Scientists from MIPT, along with international researchers, have presented a new stereo vision algorithm, Un-ViTAStereo, which allows robots and drones to "see" the world in volume—without expensive lidars and complex manual markup.
Simply put, the system learns to determine the distance to objects in the same way as a human—using two images. But it does this more accurately and stably, especially in difficult conditions.
The development is based on the Depth Anything V2 model. It analyzes a single image and estimates the depth of the scene based on indirect signs such as shadows, perspective, and overlaps. Then, the algorithm filters only the data that matches the "prompts" of the mentor model and builds an accurate distance map based on them.
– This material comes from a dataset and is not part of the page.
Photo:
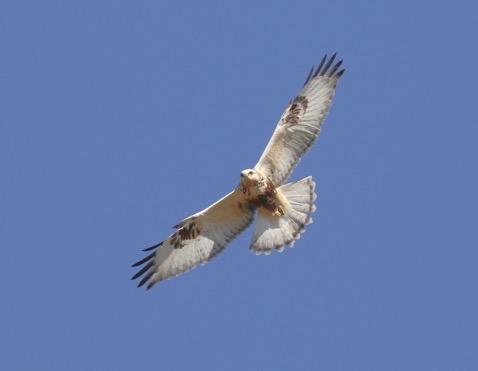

The system works in three steps: first, it checks each pixel, then "completes" problem areas through neighboring points, and finally smooths the result to obtain a complete picture.
The result is a noticeable increase in accuracy. In drone tests (KITTI 2015 dataset), the proportion of gross errors decreased to 5%. This is 23% fewer critical errors in determining distances.
Traditional stereo vision systems often "go blind" in complex scenes—for example, in front of uniform surfaces, in fog, or among dense foliage. The new algorithm partially solves this problem and remains more accessible for implementation, as it does not require lidars—one of the most expensive elements in autonomous transport systems.
The developers note that this is only the first step. In the future, they plan to make the algorithm self-learning and further enhance its accuracy using lidar data.